From the FP2020 Reference Group
Co-Chairs
The midpoint of the journey brings a certain clarity of vision. Looking back at where we started, we can begin to appreciate how much ground we’ve covered and how the landscape has shifted around us.
Looking ahead to our destination, we can gauge—with greater accuracy than ever—just how much effort it will take to get there. That dual perspective is what informs this year’s Progress Report, delivered at the halfway point of the FP2020 initiative.
Our journey began at the 2012 London Summit for Family Planning, when the global community recommitted to the principle that all women, no matter where they live, should enjoy their human right to access safe and effective, voluntary contraceptive services and commodities. Leaders from around the world gathered in a demonstration of unity, pledging to put women and girls at the heart of the global development agenda. With an ambitious goal of delivering rights-based family planning services to an additional 120 million women and girls by the year 2020, the FP2020 movement was launched.
Four years later, we’ve made important progress. Access to contraception is a growing development priority, including in countries where it had not previously been high on the agenda. Healthy timing and spacing of births is increasingly understood as a linchpin to realizing other human rights, to health and prosperity—indeed, as a key to unlocking every development goal. Contraceptive access is incorporated in the Sustainable Development Goals, the agenda that will guide the world’s progress for the next 15 years. And our original FP2020 objective of “120 million additional users by 2020” is no longer a solitary goalpost in the distance, but stands as an essential benchmark on the global path to universal access by 2030.

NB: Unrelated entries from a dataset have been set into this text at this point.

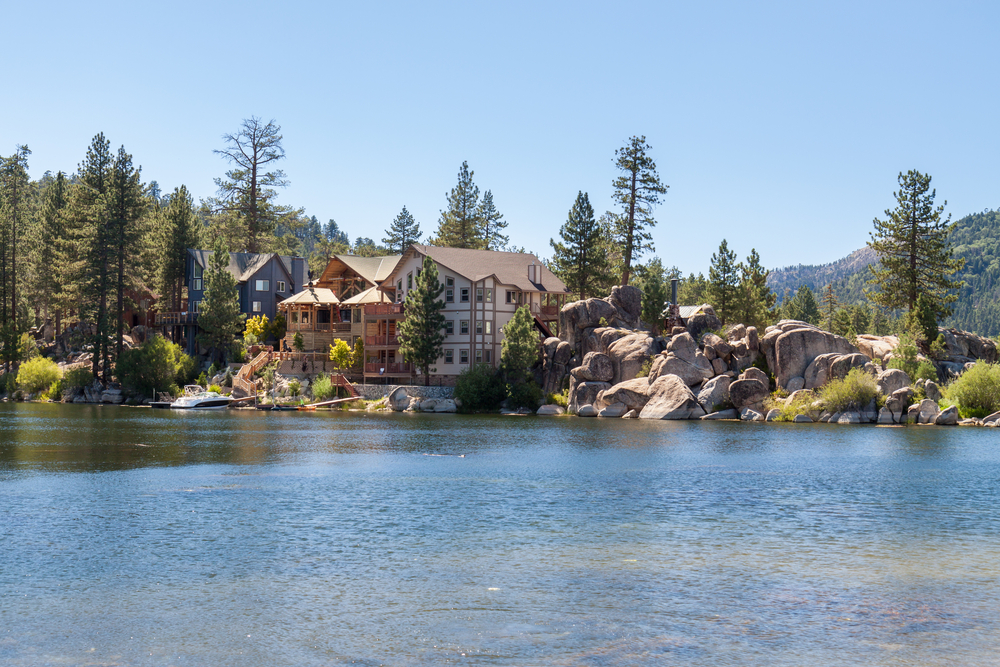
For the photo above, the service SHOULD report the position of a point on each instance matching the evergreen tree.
(829, 307)
(724, 282)
(126, 202)
(519, 349)
(754, 305)
(579, 259)
(802, 307)
(915, 257)
(421, 334)
(402, 233)
(248, 191)
(219, 315)
(652, 280)
(638, 190)
(492, 224)
(15, 210)
(46, 257)
(460, 226)
(180, 229)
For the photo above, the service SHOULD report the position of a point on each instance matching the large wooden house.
(482, 290)
(330, 307)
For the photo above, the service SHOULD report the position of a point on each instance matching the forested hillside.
(975, 238)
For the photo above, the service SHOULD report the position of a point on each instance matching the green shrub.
(976, 392)
(148, 368)
(323, 389)
(480, 388)
(854, 393)
(77, 378)
(38, 374)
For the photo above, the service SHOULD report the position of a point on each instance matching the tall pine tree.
(421, 334)
(579, 258)
(638, 190)
(460, 225)
(915, 257)
(402, 233)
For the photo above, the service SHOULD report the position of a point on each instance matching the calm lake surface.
(147, 537)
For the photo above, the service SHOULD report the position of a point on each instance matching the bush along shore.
(606, 365)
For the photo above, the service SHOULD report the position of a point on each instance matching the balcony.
(383, 309)
(381, 341)
(166, 319)
(379, 368)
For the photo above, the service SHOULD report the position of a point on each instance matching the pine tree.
(247, 191)
(829, 307)
(180, 229)
(402, 233)
(421, 334)
(915, 257)
(15, 210)
(219, 315)
(723, 282)
(578, 259)
(460, 225)
(492, 224)
(127, 206)
(754, 305)
(638, 190)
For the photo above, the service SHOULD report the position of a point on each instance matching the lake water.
(145, 537)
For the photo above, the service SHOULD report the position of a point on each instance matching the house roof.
(370, 295)
(509, 268)
(372, 269)
(312, 296)
(242, 265)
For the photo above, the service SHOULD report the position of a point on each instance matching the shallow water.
(141, 537)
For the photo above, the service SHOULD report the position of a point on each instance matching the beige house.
(482, 290)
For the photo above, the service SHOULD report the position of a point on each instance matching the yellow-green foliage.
(976, 392)
(854, 393)
(37, 374)
(802, 405)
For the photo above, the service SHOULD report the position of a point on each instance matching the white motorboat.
(201, 400)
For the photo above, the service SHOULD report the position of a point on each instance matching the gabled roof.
(372, 269)
(509, 268)
(370, 295)
(312, 296)
(242, 265)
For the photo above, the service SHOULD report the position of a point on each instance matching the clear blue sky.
(779, 126)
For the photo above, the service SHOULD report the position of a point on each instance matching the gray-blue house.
(262, 279)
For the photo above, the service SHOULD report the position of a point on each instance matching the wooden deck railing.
(381, 341)
(390, 369)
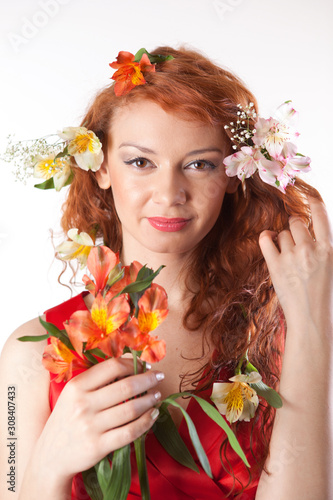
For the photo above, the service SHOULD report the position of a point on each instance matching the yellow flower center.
(148, 321)
(48, 167)
(137, 77)
(82, 142)
(234, 399)
(100, 318)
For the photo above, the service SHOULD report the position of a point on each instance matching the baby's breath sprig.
(23, 155)
(239, 131)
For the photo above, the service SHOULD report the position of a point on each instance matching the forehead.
(145, 121)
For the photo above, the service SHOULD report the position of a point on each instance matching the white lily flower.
(237, 400)
(79, 248)
(85, 146)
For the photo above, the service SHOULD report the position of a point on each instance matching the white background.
(55, 55)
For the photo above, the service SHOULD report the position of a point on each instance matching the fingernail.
(157, 395)
(154, 414)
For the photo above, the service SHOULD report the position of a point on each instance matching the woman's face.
(167, 178)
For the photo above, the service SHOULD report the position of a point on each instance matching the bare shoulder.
(24, 383)
(21, 366)
(19, 355)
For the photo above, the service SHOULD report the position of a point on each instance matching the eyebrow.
(148, 150)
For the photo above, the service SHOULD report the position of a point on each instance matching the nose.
(169, 188)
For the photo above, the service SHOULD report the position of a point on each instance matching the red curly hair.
(234, 299)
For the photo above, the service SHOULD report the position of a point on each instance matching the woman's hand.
(91, 419)
(301, 268)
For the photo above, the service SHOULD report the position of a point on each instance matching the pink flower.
(292, 164)
(274, 132)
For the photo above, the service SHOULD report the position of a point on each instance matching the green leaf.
(91, 484)
(115, 275)
(97, 352)
(103, 470)
(194, 438)
(213, 413)
(55, 332)
(143, 280)
(90, 357)
(167, 434)
(266, 392)
(49, 184)
(33, 338)
(120, 480)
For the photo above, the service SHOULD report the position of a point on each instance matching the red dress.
(168, 480)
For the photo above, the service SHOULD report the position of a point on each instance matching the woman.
(162, 196)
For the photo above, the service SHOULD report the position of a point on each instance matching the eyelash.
(209, 164)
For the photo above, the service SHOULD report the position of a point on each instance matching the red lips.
(168, 225)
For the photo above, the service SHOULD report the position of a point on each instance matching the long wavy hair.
(233, 300)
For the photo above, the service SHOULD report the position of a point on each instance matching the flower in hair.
(50, 167)
(85, 146)
(131, 68)
(266, 147)
(50, 159)
(78, 248)
(129, 73)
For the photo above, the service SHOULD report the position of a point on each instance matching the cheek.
(211, 194)
(127, 194)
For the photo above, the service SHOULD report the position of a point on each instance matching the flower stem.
(140, 453)
(139, 446)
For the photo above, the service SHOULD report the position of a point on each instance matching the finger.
(285, 241)
(321, 223)
(105, 372)
(125, 389)
(117, 438)
(126, 412)
(268, 246)
(299, 230)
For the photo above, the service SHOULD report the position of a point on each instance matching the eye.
(201, 165)
(138, 162)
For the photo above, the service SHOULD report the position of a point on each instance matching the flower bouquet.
(127, 307)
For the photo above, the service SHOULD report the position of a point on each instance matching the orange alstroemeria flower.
(57, 358)
(100, 263)
(153, 308)
(129, 73)
(153, 350)
(100, 328)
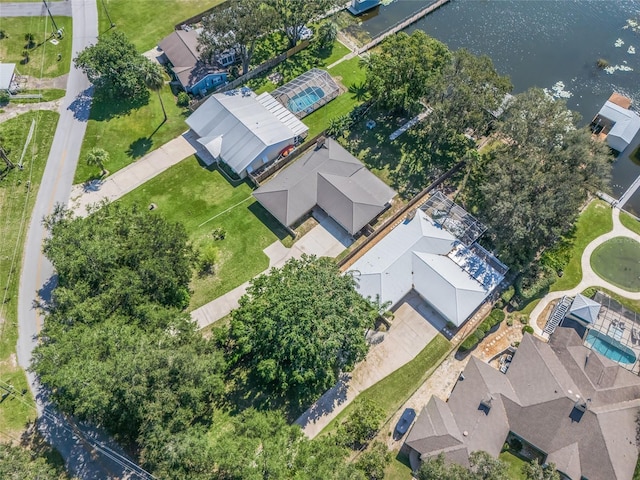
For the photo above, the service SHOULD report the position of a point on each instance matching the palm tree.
(154, 80)
(98, 157)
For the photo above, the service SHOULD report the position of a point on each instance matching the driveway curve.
(589, 277)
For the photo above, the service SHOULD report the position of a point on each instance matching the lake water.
(552, 44)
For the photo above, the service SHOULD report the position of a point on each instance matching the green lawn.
(392, 391)
(630, 222)
(16, 203)
(43, 57)
(514, 465)
(47, 95)
(399, 468)
(146, 22)
(594, 221)
(618, 261)
(192, 194)
(352, 77)
(129, 136)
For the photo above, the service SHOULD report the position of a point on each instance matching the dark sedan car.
(407, 418)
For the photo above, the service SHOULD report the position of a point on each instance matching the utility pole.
(50, 16)
(108, 16)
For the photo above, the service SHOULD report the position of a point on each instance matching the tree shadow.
(359, 91)
(139, 147)
(106, 108)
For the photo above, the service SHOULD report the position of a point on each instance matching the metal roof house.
(425, 255)
(575, 407)
(616, 122)
(333, 179)
(180, 49)
(245, 131)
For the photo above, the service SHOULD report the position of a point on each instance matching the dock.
(401, 25)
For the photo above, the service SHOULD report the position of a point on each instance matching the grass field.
(192, 194)
(43, 58)
(630, 222)
(16, 203)
(514, 465)
(392, 391)
(146, 22)
(618, 261)
(130, 135)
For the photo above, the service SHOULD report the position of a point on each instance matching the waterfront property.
(435, 253)
(563, 402)
(180, 50)
(616, 123)
(308, 92)
(330, 177)
(245, 131)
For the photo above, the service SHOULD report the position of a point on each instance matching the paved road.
(89, 454)
(589, 277)
(35, 9)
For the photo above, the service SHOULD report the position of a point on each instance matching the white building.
(245, 131)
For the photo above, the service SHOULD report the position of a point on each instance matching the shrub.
(183, 99)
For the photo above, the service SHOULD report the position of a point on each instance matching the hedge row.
(495, 317)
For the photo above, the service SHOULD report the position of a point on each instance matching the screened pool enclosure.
(307, 93)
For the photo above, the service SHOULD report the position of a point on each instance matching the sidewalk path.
(134, 175)
(589, 277)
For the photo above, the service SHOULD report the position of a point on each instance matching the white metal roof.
(626, 122)
(6, 75)
(242, 126)
(418, 254)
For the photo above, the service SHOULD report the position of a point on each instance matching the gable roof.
(585, 309)
(331, 178)
(238, 127)
(626, 122)
(536, 399)
(181, 48)
(422, 255)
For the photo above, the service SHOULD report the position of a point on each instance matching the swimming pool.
(610, 347)
(305, 99)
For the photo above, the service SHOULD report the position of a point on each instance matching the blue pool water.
(610, 347)
(305, 99)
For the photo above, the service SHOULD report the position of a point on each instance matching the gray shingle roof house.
(244, 130)
(331, 178)
(181, 49)
(574, 405)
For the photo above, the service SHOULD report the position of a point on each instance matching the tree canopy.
(293, 15)
(529, 189)
(114, 67)
(115, 348)
(235, 25)
(405, 69)
(18, 463)
(299, 326)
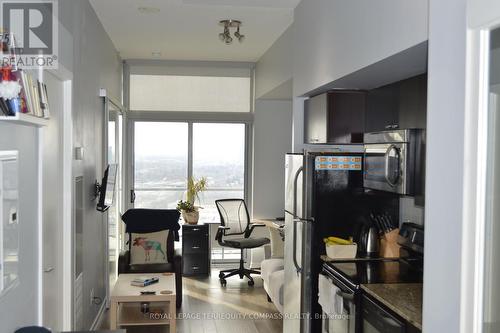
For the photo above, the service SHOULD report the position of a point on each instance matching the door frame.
(482, 17)
(107, 101)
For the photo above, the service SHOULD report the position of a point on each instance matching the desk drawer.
(195, 264)
(195, 245)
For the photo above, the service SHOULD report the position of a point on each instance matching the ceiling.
(188, 29)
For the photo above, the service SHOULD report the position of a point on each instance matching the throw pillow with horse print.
(149, 248)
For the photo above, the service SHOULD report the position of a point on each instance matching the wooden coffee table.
(126, 302)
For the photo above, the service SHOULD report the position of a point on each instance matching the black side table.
(196, 249)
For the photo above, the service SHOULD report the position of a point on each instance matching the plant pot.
(191, 217)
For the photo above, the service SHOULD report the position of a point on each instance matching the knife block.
(389, 247)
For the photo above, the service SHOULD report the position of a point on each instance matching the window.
(189, 93)
(162, 153)
(160, 163)
(219, 155)
(189, 121)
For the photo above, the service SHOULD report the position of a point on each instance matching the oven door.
(344, 322)
(378, 320)
(386, 167)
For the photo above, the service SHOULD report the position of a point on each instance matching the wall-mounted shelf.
(25, 119)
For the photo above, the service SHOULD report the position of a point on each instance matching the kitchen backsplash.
(409, 212)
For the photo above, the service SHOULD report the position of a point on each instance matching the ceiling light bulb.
(239, 36)
(148, 10)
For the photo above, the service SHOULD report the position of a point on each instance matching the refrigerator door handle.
(295, 181)
(297, 267)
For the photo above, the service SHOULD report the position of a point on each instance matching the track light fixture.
(225, 36)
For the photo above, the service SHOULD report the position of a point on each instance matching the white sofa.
(272, 271)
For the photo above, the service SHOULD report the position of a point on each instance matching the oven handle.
(398, 157)
(346, 296)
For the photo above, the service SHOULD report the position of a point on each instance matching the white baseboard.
(98, 319)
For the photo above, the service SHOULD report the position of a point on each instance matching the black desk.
(196, 249)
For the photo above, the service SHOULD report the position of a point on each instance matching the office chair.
(235, 221)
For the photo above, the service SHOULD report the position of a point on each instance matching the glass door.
(114, 156)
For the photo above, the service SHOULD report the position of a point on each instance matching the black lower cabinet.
(377, 318)
(195, 249)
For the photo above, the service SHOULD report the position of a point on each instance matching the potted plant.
(190, 212)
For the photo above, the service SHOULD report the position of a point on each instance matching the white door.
(483, 301)
(52, 207)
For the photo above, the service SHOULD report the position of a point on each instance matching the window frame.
(134, 117)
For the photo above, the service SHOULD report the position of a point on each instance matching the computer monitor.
(107, 189)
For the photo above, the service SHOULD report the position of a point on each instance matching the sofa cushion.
(149, 248)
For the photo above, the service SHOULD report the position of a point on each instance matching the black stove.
(407, 269)
(360, 272)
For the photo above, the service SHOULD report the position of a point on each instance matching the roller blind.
(189, 93)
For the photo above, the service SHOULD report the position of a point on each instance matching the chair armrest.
(252, 226)
(221, 231)
(123, 262)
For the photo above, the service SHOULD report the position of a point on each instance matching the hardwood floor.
(209, 308)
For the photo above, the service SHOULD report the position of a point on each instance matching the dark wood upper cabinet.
(335, 117)
(398, 105)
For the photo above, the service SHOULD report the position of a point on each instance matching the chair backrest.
(234, 215)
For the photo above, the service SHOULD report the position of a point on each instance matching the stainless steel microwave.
(394, 161)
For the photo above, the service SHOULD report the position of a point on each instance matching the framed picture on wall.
(9, 219)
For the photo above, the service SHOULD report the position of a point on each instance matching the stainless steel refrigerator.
(323, 197)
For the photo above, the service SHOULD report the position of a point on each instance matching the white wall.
(275, 67)
(19, 305)
(272, 140)
(333, 38)
(445, 165)
(95, 65)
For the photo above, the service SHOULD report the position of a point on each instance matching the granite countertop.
(405, 299)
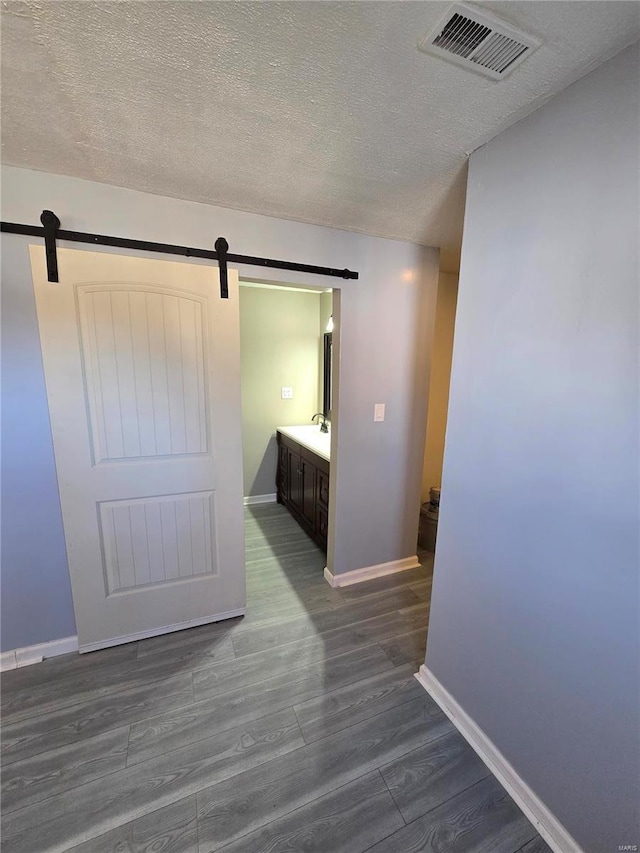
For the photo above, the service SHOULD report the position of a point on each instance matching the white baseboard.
(156, 632)
(252, 500)
(369, 572)
(544, 821)
(35, 654)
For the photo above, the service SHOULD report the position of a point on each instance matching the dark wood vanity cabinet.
(302, 484)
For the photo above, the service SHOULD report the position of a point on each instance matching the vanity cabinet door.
(308, 491)
(303, 487)
(293, 468)
(282, 483)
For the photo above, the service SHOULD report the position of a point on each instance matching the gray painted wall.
(279, 333)
(385, 358)
(534, 615)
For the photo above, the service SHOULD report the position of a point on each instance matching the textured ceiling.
(318, 111)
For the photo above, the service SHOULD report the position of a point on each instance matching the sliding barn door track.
(51, 232)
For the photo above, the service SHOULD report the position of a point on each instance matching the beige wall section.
(279, 332)
(439, 382)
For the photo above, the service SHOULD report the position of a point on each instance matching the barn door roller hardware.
(52, 232)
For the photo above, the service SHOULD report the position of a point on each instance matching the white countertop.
(309, 436)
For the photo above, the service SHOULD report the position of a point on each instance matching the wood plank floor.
(297, 728)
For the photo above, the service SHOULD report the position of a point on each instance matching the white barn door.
(142, 367)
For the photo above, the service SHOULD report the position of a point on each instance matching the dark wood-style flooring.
(298, 728)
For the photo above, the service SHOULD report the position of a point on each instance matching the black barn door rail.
(51, 232)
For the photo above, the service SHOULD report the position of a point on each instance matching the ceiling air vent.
(479, 41)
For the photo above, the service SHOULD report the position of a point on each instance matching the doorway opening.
(287, 380)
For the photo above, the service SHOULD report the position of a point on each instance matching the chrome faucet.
(323, 425)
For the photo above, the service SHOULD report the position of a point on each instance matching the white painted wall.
(384, 358)
(534, 622)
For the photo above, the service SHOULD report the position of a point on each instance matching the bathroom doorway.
(287, 380)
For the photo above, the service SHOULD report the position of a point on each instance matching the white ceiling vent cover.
(479, 42)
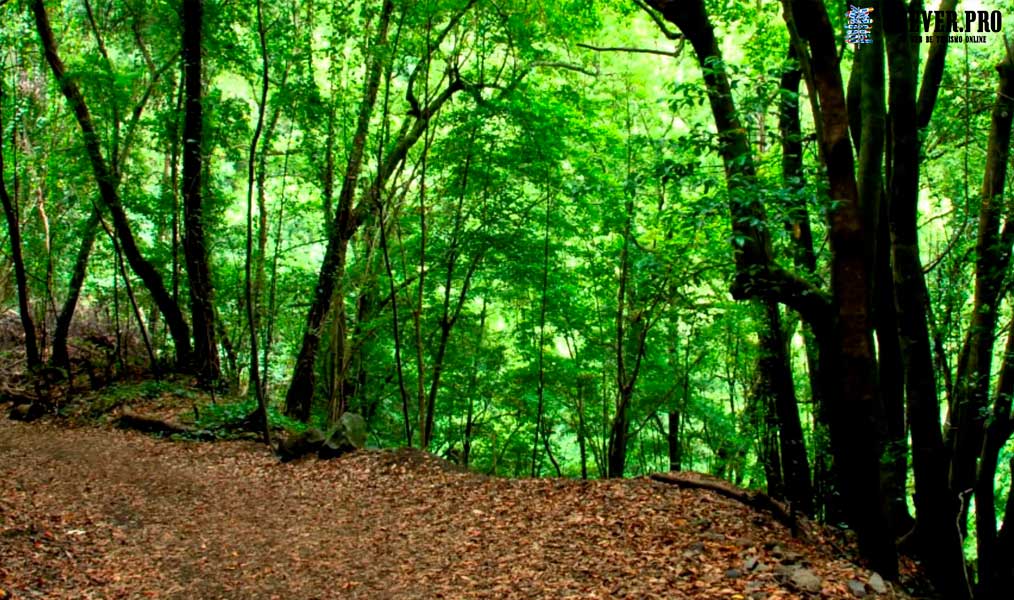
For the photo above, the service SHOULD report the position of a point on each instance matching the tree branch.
(673, 54)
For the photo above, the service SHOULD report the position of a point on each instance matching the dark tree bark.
(344, 225)
(109, 194)
(936, 537)
(350, 216)
(60, 357)
(252, 291)
(14, 235)
(205, 358)
(993, 258)
(844, 326)
(867, 113)
(777, 384)
(857, 457)
(996, 568)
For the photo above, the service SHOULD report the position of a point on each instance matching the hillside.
(97, 513)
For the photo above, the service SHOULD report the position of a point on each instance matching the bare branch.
(568, 66)
(673, 54)
(658, 21)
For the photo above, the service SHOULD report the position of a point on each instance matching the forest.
(769, 241)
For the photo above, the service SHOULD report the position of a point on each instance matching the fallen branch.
(755, 500)
(151, 425)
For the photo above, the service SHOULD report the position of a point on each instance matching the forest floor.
(93, 512)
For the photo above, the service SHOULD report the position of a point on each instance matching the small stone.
(877, 584)
(804, 580)
(857, 588)
(701, 523)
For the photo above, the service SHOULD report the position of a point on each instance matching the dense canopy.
(767, 241)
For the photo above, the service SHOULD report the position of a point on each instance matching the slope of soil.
(93, 513)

But as we celebrate these advances, we also note the ways in which we’re still falling short. Unless we speed up progress now, we will not fulfill our promise to women and girls for 2020, and our 2030 goals will be even further out of reach. Today’s 300 million users of modern contraception is an extraordinary milestone, and testament to decades of dedicated work by the health and development sectors. But not all of our efforts to expand voluntary family planning are producing the results expected; not all of the women and girls we’ve pledged to reach are being served. These are the challenges we must confront in the second half of our journey.
A recurring theme throughout this report is what we can do better—whether that means strengthening a platform, broadening an evidence base, or expanding a service component. In the continuing spirit of the London Summit, we invite the entire family planning community to join us in this dialogue. What can we—all of us—do better? Looking ahead, we suggest three key areas of focus:
Accountability: What can we do to build better accountability mechanisms into our work, from tracking investments to assessing the impact of specific programs? How can we strengthen donor and government accountability for resource allocation, commodity security, and rights-based programming? On an individual level, what can each of us do in our institutional capacities to deliver on our commitments?
Partnerships: How can we coordinate more strategically and efficiently to support country objectives and tackle challenges that persist throughout the sector? How can we be more innovative in our partnering, stepping outside our silos to ensure that voluntary family planning reaches the most marginalized populations? How can donors be more effective partners to countries and in better alignment with each other?
Youth: What can we do to keep our promise to the world’s young people? How can we translate increased country and donor commitment to youth into evidence-based programs at scale in both the public and private health sectors? How can we meaningfully partner with young people to deliver high-quality contraceptive services that meet their diverse needs and circumstances?
These are not questions that any one organization or country can answer alone. They will require the energy and cooperation of leaders, experts, advocates, and implementers throughout our global community. But that, too, is in the spirit of the London Summit.
Together we have already achieved great progress; together we can achieve even more. Our journey is not yet finished. The promise we made in London four years ago is still compelling, still urgent, and still unfulfilled. Millions of women and girls are waiting.